Presley's second album, entitled Is Growing Faith, was released in 2011 through Woodsist Records. The album continued upon Presley's lo-fi and psychedelic sound, and contained a cover of Johnny Thunders 1978 song "You Can't Put Your Arms Around a Memory." The album gathered similarly positive reviews, noting Presley's developing instrumentation and experimentation. The same year, a live cassette entitled White Fence – Live in LA, was released through the Teenage Teardrops label. The cassette was only limited to 200 copies.

2012 saw Presley release three records; two as White Fence and one in collaboration with Ty Segall. The first, Family Perfume Vol. 1, was released on April 3, 2012. The album was the first installment in a double release from Presley. The second volume, Family Perfume Vol. 2, was subsequently released on May 15, 2012. Both albums were released through Woodsist Records and limited to 1000 copies each during its first pressing. The final release of 2012 was a collaboration with fellow California based musician Ty Segall. The album, entitled Hair, similarly followed the same psychedelic and garage rock tendencies of Presley and Segall's respective previous works. The album was released on April 24, 2012, and was recorded and produced by Eric Bauer.

In 2013, Presley released his fifth album as White Fence, entitled Cyclops Reap. The album was originally intended to be a release of Presley's older work from his previous four albums; however, he instead decided to create an album of new material. The album followed the same production techniques as his previous work, and was recorded on a 4-track in Presley's bedroom. Castle Face Records released the album in various formats, such as colour vinyl and on Flexi disc. The album received positive reviews.

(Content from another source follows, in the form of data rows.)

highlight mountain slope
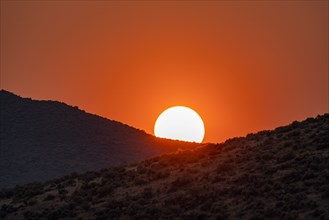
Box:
[0,90,197,188]
[0,114,329,219]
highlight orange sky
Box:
[1,1,329,142]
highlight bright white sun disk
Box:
[154,106,205,143]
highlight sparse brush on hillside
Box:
[0,114,329,219]
[0,90,198,189]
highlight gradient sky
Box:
[1,1,329,142]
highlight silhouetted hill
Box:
[0,114,329,219]
[0,90,196,188]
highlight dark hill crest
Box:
[0,90,197,188]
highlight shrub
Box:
[43,194,56,201]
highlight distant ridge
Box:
[0,90,197,188]
[0,114,329,220]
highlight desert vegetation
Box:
[0,114,329,219]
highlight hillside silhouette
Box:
[0,114,329,219]
[0,90,197,188]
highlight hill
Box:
[0,114,329,219]
[0,90,197,188]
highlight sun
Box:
[154,106,205,143]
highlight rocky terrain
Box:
[0,90,197,189]
[0,114,329,219]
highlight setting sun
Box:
[154,106,205,143]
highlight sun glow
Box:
[154,106,205,143]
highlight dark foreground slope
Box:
[0,90,196,188]
[0,114,329,219]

Presley's sixth album as White Fence, For the Recently Found Innocent was released in July 2014. The album differs from previous releases as it makes use of studio recordings rather than bedroom recording, creating a more polished sound. The album was mixed by collaborator Ty Segall.

In 2018, Presley released his second collaborative White Fence album with Ty Segall, entitled Joy.

I Have to Feed Larry's Hawk, the seventh White Fence studio album, was released on Drag City Records in January 2019.

The first White Fence album in seven years, Orange, was released in 2026.

== Other projects ==
In 2015, Hermits on Holiday — Presley's first album with Cate Le Bon under their collaborative name DRINKS — was released on Heavenly Recordings. A second DRINKS album, Hippo Lite, written and recorded by the duo during a month on holiday in Saint-Hippolyte-du-Fort in the south of France, was released on Drag City in 2018.

Later in 2015, Presley released the eponymous W-X, a 20-track, double LP under the same name. Largely instrumental, W-X leans further into abstraction than Presley'a previous work, drawing comparisons to Captain Beefheart and Ariel Pink. In 2020, more than 5 years later, a single titled "I CAN HEAR MYSELF NOW" would also be released under the W-X moniker.

Further to his output as White Fence and DRINKS, Presley released an album titled THE WiNK under his own name in 2016, via Drag City. The album was produced by Cate Le Bon.

Presley is also the founder of Birth Records, which releases the music of San Francisco-based folk singer Jessica Pratt.

In addition to his musical pursuits, Presley produces work in a visual medium, and has created the cover art for several of his own albums. A book of Presley's art and poetry, titled Under the Banner of Concern, was published by Mexican Summer book imprint Anthology Editions in August 2020, following the previously published You Don’t Have Eyes Yet (2010) and Mush (2016).